Dia de S. Martinho na Misericórdia de Óbidos

Para fazer lembrar a tradição, as crianças da Creche da Santa Casa, alguns alunos da Disciplina de Religião e Moral do Agrupamento de Escolas Josefa de Óbidos e os idosos e funcionários do Lar de Idosos, desenvolveram, no dia 09 de Novembro de 2012, actividades que tiveram como objectivo reviver e comemorar o dia de S. Martinho, com um lanche convívio com castanhas e batata doce sem esquecer a Água Pé.

No dia anterior as crianças tinham ido apanhar caruma para fazer a tradicional fogueira para assar as castanhas. Felizmente, “o sol deu-nos o prazer da sua graça” e deixou fazer uma fogueira onde se assaram as castanhas que todos comeram com muita satisfação.

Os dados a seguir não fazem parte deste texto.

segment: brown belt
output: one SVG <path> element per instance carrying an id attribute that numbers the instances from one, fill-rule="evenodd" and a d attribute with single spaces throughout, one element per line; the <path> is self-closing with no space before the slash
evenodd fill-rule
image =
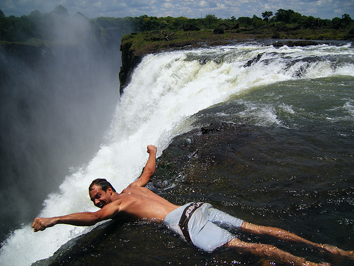
<path id="1" fill-rule="evenodd" d="M 181 216 L 178 226 L 182 231 L 183 236 L 185 238 L 185 240 L 188 242 L 192 243 L 192 240 L 190 239 L 188 231 L 189 219 L 190 219 L 190 217 L 192 217 L 192 214 L 193 214 L 194 212 L 197 211 L 197 209 L 200 208 L 202 204 L 204 204 L 204 202 L 193 202 L 193 204 L 185 207 L 183 213 L 182 214 L 182 216 Z"/>

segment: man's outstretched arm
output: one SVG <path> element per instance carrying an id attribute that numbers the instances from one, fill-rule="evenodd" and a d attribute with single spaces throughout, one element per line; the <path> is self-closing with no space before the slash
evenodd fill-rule
<path id="1" fill-rule="evenodd" d="M 147 153 L 149 153 L 149 159 L 147 160 L 142 174 L 139 179 L 130 184 L 128 187 L 145 187 L 150 181 L 151 178 L 155 173 L 156 168 L 156 153 L 157 148 L 153 145 L 147 146 Z"/>

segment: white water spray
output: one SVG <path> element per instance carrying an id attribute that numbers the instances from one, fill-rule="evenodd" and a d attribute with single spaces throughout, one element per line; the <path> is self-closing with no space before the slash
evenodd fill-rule
<path id="1" fill-rule="evenodd" d="M 175 135 L 190 129 L 187 118 L 231 96 L 299 78 L 295 73 L 299 70 L 304 78 L 353 74 L 353 65 L 333 68 L 326 60 L 288 65 L 284 59 L 285 55 L 301 59 L 321 55 L 327 50 L 327 46 L 323 48 L 277 50 L 240 45 L 147 55 L 120 100 L 108 143 L 86 167 L 67 177 L 58 193 L 48 196 L 40 216 L 95 211 L 88 195 L 93 179 L 106 178 L 119 192 L 140 174 L 147 160 L 148 144 L 156 145 L 161 155 Z M 348 48 L 332 48 L 331 53 L 333 50 L 337 55 L 348 52 Z M 350 52 L 353 55 L 352 50 Z M 262 55 L 261 60 L 251 62 L 258 55 Z M 30 224 L 25 224 L 4 243 L 0 261 L 6 265 L 30 265 L 91 229 L 57 225 L 33 233 Z"/>

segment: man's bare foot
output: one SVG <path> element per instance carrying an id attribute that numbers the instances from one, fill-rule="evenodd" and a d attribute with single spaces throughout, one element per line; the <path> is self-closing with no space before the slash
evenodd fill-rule
<path id="1" fill-rule="evenodd" d="M 320 245 L 321 252 L 329 255 L 333 262 L 339 262 L 344 259 L 354 260 L 354 251 L 343 250 L 331 245 Z"/>

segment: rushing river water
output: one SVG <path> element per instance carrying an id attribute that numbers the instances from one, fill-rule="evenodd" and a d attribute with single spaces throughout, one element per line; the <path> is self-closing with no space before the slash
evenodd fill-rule
<path id="1" fill-rule="evenodd" d="M 200 131 L 225 122 L 232 128 Z M 351 43 L 241 43 L 149 55 L 120 97 L 109 140 L 48 195 L 39 215 L 95 211 L 87 193 L 92 179 L 103 177 L 121 191 L 139 175 L 147 145 L 155 144 L 158 165 L 150 187 L 171 201 L 206 201 L 252 223 L 354 250 L 353 123 Z M 4 265 L 47 258 L 92 230 L 60 225 L 34 233 L 30 226 L 4 244 Z M 41 263 L 260 263 L 232 250 L 202 253 L 144 223 L 110 223 L 87 235 L 89 240 L 76 238 L 62 248 L 64 253 L 72 247 L 76 257 Z M 306 247 L 239 237 L 326 261 Z"/>

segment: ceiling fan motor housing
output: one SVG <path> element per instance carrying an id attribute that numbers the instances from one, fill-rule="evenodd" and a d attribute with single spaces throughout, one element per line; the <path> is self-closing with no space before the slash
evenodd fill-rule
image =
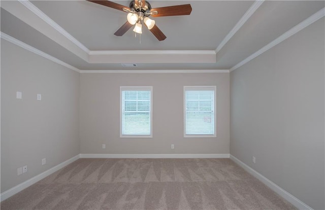
<path id="1" fill-rule="evenodd" d="M 145 5 L 140 7 L 137 3 L 137 0 L 131 2 L 129 7 L 131 10 L 136 12 L 139 17 L 149 17 L 150 15 L 151 6 L 147 1 L 145 2 Z M 140 2 L 141 2 L 140 1 Z"/>

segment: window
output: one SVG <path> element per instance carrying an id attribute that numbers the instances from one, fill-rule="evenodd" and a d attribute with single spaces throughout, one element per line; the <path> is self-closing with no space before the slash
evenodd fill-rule
<path id="1" fill-rule="evenodd" d="M 184 137 L 216 137 L 216 86 L 184 87 Z"/>
<path id="2" fill-rule="evenodd" d="M 152 87 L 121 87 L 120 92 L 120 137 L 152 137 Z"/>

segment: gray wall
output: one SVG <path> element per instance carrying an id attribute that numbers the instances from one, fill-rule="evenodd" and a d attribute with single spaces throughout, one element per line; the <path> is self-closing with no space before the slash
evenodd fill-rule
<path id="1" fill-rule="evenodd" d="M 79 73 L 1 40 L 2 192 L 79 154 Z"/>
<path id="2" fill-rule="evenodd" d="M 183 137 L 186 85 L 216 86 L 216 138 Z M 153 86 L 152 138 L 120 138 L 121 86 Z M 81 74 L 80 152 L 229 154 L 229 73 Z"/>
<path id="3" fill-rule="evenodd" d="M 230 83 L 231 154 L 315 209 L 325 208 L 324 23 L 231 72 Z"/>

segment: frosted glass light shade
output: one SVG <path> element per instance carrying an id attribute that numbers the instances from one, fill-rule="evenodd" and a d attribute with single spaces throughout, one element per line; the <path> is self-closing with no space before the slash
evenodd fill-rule
<path id="1" fill-rule="evenodd" d="M 154 26 L 155 21 L 146 17 L 144 19 L 144 23 L 148 27 L 148 29 L 151 29 Z"/>
<path id="2" fill-rule="evenodd" d="M 133 31 L 136 33 L 142 33 L 142 25 L 141 23 L 137 23 L 136 24 L 136 27 L 134 27 Z"/>
<path id="3" fill-rule="evenodd" d="M 127 21 L 132 25 L 134 25 L 136 24 L 137 21 L 138 21 L 138 19 L 139 17 L 138 15 L 135 13 L 128 13 L 127 14 L 127 16 L 126 17 L 127 18 Z"/>

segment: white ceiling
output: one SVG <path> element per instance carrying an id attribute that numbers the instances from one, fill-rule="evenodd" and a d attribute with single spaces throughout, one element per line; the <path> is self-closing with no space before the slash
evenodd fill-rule
<path id="1" fill-rule="evenodd" d="M 322 1 L 151 1 L 152 8 L 190 4 L 192 13 L 152 18 L 167 38 L 159 42 L 145 29 L 140 43 L 132 29 L 114 35 L 126 21 L 120 11 L 85 1 L 1 2 L 2 33 L 81 70 L 229 69 L 325 6 Z M 121 65 L 131 62 L 138 66 Z"/>

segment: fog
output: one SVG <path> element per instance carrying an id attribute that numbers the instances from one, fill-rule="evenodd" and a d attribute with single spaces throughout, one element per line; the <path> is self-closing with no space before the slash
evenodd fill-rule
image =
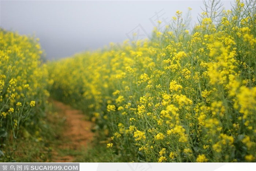
<path id="1" fill-rule="evenodd" d="M 222 2 L 230 8 L 230 1 Z M 46 57 L 56 59 L 110 42 L 149 38 L 157 20 L 168 24 L 177 10 L 186 13 L 192 8 L 194 23 L 200 6 L 202 1 L 1 0 L 0 23 L 5 29 L 34 35 Z"/>

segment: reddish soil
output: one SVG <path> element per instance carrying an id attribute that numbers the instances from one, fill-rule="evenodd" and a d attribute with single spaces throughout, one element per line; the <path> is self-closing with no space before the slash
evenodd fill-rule
<path id="1" fill-rule="evenodd" d="M 58 101 L 53 101 L 52 103 L 58 109 L 58 114 L 66 118 L 67 129 L 62 136 L 66 140 L 64 140 L 59 147 L 63 149 L 84 150 L 91 142 L 94 135 L 91 131 L 92 122 L 86 120 L 86 116 L 82 111 L 73 109 Z M 53 153 L 54 156 L 53 159 L 54 162 L 71 162 L 75 158 L 71 155 L 59 156 L 56 151 Z"/>

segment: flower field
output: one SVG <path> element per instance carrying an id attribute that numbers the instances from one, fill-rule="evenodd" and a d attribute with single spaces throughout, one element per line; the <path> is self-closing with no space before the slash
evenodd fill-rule
<path id="1" fill-rule="evenodd" d="M 36 124 L 47 89 L 89 114 L 109 162 L 256 162 L 256 2 L 213 1 L 193 29 L 177 11 L 149 39 L 44 64 L 1 30 L 0 138 Z"/>

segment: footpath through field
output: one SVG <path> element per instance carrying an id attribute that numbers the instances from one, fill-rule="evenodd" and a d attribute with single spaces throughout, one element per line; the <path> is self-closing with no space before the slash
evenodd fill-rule
<path id="1" fill-rule="evenodd" d="M 58 111 L 58 115 L 65 120 L 65 130 L 61 136 L 63 142 L 58 149 L 53 149 L 52 162 L 72 162 L 75 154 L 66 152 L 63 155 L 60 152 L 69 151 L 75 153 L 84 150 L 93 138 L 94 133 L 91 131 L 92 123 L 86 120 L 82 111 L 57 101 L 53 100 L 52 103 Z"/>

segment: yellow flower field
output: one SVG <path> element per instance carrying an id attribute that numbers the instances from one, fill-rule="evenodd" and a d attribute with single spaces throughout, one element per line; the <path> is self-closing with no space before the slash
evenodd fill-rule
<path id="1" fill-rule="evenodd" d="M 191 31 L 177 11 L 149 40 L 48 65 L 53 95 L 90 113 L 113 161 L 256 162 L 256 5 L 215 5 Z"/>
<path id="2" fill-rule="evenodd" d="M 51 83 L 41 61 L 40 49 L 34 38 L 0 30 L 1 149 L 8 145 L 6 139 L 20 138 L 21 129 L 33 133 L 44 114 L 49 95 L 46 88 Z M 6 152 L 0 151 L 0 156 Z"/>

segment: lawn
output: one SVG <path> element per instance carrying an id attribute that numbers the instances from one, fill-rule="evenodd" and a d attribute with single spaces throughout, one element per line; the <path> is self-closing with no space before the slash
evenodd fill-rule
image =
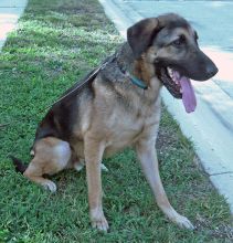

Para iniciar a festividade durante a tarde, as Educadoras da creche, realizaram um pequeno teatrinho de fantoches sobre a lenda de S. Martinho.

O coro da Misericórdia de Óbidos composto por funcionários e alguns membros da Mesa Administrativa recolheu alguns provérbios populares de S. Martinho e cada elemento leu um em voz alta para que os nossos idosos pudessem reviver alguns ditos antigos, como por exemplo “No dia de S. Martinho, mata o teu porquinho e prova o teu vinho”.

Dando seguimento à atuação do coro, declamamos alguns poemas e cantamos algumas canções populares, que tanto os idosos, como as crianças tão bem conhecem. No final da actuação, cantamos uma canção do S. Martinho que uma das colaboradoras do lar escreveu para ser interpretada neste dia.

Como a tarde estava animada, tanto as crianças como os idosos pediram para cantarmos de novo e nós assim fizemos. Mas a tarde prometia e não é que uma das idosas também quis mostrar os seus dotes vocais e cantou uma cantiguinha bem à sua maneira, com direito a palminhas das crianças.

Para finalizar este dia, crianças, idosos e colaboradores comeram castanhas, batata-doce, beberam sumo e conviveram mais um pouco, pois os nossos idosos rejuvenescem quando vêm as nossas crianças e onde todos de divertiram relembrando tradições antigas que não se devem perder.